Martyr
- Born: Guizhou, Qing China
- Died: 25 February 1856 Guangxi, Qing China
- Venerated in: Catholic Church
- Beatified: 1900 by Pope Leo XIII

= Lawrence Bai Xiaoman =

Chinese Roman Catholic saint and martyr

Lawrence Bai Xiaoman (白小滿 (白小满); 1821–1856; Ecclesiastical Latin: Laurentius Bai Xiaoman) was a Catholic saint and martyr from Guizhou province, southwestern China.

==Life==
Lawrence Bai Xiaoman was born in Guizhou to a poor family, and became an orphan at a young age. He went to Yaoshan in Xilin County, Guangxi to make a living as a domestic worker. He married in his 30s and had a daughter.

Augustus Chapdelaine, a French missionary went to Guangxi in the 1850s to preach the gospel. At this time, Christian missionaries were forbidden to enter the interior of China away from the treaty ports. Bai was baptized as a Catholic in 1855 and took the name 'Lawrence'. He became closely attached to Chapdelaine.

He was a Catholic for only a year before he was put to death. A the time, a bitter civil war was being fought in China between the Taiping rebels and the Qing government. The Taipings were Christians who believed that their leader Hong Xiuquan was the brother of Jesus Christ. The rebellion had started in Guangxi and the Qing armies massacred huge numbers of civilians in areas that were associated with the rebellion.

Chapdelaine was known in Guangxi for carrying out missionary activities in a way that offended traditional Chinese customs and culture, especially concerning ancestor worship. In addition, to defame Chapdelaine, locals accused him of having sexual relations with female Christians, a common way of slandering Christians, especially missionaries, at that time.

In 1856, Chapdelaine was arrested by Qing authorities and they decided to execute him rather than to deport him to one of the Chinese treaty ports where European missionaries were legally permitted to stay. Bai Xiaoman spoke out against his sentence and was arrested by the Qing authorities. Fifteen others were also arrested in association with this episode, including another saint named Agnes Tsao Kou Ying who was also put to death.

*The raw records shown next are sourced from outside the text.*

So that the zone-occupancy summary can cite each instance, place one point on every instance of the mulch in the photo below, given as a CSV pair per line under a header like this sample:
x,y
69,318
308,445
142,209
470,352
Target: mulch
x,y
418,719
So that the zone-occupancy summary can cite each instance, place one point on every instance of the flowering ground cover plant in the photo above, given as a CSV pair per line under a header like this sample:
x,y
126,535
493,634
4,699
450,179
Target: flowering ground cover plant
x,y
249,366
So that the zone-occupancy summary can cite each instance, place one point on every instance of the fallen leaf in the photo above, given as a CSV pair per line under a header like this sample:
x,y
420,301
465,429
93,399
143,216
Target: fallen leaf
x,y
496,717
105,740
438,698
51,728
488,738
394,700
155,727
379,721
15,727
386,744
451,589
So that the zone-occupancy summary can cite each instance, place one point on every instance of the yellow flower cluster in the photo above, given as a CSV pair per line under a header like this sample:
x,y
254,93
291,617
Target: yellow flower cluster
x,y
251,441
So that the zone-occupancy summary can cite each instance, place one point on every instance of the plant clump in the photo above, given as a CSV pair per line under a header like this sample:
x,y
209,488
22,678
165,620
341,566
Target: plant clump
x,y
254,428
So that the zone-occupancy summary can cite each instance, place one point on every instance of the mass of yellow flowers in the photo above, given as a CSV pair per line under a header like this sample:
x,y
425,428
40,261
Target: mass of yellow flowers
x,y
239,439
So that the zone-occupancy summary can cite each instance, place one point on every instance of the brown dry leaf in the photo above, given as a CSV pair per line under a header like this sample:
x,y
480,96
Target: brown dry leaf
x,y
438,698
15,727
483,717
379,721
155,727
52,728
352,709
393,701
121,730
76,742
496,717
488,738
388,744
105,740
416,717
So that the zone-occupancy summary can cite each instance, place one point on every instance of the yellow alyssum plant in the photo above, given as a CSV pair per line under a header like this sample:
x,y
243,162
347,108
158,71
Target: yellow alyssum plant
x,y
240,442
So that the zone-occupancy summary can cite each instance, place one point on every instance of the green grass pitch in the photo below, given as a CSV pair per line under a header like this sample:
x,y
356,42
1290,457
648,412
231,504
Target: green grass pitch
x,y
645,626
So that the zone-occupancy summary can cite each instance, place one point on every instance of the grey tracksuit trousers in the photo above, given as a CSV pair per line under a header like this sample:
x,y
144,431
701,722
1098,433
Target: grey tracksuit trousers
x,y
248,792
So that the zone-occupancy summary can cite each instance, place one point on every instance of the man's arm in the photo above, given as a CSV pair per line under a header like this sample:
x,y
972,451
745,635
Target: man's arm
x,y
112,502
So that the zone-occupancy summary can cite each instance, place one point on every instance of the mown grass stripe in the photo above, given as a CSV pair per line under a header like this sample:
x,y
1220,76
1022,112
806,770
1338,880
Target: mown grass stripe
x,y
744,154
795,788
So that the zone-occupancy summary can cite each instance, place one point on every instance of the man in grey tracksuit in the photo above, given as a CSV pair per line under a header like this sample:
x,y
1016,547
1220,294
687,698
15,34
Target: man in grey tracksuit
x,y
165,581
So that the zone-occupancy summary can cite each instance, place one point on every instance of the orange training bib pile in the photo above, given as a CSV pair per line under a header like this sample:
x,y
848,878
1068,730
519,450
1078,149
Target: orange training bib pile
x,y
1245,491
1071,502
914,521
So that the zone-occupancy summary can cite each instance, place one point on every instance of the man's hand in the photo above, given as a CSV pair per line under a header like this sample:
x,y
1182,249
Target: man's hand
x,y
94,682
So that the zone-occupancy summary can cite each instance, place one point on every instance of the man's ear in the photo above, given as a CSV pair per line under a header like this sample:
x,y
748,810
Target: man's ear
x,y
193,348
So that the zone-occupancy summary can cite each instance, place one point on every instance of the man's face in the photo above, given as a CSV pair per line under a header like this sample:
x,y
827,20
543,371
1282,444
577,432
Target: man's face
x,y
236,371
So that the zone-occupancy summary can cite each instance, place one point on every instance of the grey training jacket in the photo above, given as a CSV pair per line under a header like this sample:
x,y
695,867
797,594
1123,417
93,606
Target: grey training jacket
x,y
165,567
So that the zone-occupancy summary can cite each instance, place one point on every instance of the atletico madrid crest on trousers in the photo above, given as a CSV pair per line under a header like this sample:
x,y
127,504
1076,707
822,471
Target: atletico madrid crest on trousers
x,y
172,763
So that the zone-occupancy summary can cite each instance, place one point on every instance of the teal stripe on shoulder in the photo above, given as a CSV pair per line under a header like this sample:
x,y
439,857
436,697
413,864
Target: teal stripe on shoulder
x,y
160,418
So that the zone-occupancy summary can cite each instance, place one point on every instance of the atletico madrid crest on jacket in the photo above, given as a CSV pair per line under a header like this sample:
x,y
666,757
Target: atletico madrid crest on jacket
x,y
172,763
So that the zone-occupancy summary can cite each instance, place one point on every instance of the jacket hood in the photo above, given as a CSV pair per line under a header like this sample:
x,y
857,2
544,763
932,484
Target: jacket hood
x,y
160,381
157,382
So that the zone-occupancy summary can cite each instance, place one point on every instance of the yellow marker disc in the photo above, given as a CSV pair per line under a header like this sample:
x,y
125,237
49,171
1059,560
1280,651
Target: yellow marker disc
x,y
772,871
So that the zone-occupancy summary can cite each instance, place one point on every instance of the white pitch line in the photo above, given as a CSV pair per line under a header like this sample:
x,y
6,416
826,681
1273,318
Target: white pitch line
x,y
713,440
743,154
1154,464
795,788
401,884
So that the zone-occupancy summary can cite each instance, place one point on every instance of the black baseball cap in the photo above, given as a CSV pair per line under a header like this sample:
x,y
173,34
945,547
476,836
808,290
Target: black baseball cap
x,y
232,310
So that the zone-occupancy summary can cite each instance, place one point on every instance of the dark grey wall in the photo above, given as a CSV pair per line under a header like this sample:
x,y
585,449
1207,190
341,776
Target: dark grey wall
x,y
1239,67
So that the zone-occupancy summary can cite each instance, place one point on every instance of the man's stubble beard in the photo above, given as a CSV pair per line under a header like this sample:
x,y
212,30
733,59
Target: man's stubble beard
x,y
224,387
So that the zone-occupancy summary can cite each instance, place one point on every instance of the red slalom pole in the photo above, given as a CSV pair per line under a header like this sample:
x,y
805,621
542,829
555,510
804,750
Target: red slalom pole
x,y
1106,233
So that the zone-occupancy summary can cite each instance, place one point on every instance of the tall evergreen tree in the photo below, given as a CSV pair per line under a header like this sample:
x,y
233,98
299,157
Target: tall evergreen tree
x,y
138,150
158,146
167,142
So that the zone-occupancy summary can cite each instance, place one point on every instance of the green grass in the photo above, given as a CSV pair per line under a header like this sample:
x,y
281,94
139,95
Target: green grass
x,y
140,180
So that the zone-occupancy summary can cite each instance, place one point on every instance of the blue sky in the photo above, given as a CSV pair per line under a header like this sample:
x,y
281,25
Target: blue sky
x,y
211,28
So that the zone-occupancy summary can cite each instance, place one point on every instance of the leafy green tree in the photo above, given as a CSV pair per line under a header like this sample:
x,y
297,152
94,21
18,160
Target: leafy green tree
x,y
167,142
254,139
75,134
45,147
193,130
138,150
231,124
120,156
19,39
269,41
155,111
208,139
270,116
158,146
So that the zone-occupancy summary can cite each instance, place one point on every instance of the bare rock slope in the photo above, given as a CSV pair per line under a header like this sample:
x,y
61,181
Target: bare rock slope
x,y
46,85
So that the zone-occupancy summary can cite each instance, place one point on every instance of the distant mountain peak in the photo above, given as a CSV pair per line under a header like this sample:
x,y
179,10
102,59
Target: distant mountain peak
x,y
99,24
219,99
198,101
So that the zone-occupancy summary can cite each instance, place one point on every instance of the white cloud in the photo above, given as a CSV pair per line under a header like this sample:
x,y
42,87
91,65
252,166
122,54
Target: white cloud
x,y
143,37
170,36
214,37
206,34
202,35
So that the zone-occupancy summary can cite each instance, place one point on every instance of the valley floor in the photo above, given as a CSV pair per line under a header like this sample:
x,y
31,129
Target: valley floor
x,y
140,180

After his arrest, they demanded that Bai Xiaoman renounce his Christianity and he refused, so he was executed along with the others in Xilinxian. He was executed in front of his wife and child. Before being put to death he called for his wife to keep the Ten Commandments and to teach the faith to their child. He was beheaded on 25 February 1856 in Guangxi and his body was dumped in a wooded area for wild animals to eat.

He was declared Blessed by Pope Leo XIII in 1900. He is listed in the Martyrologium Romanum.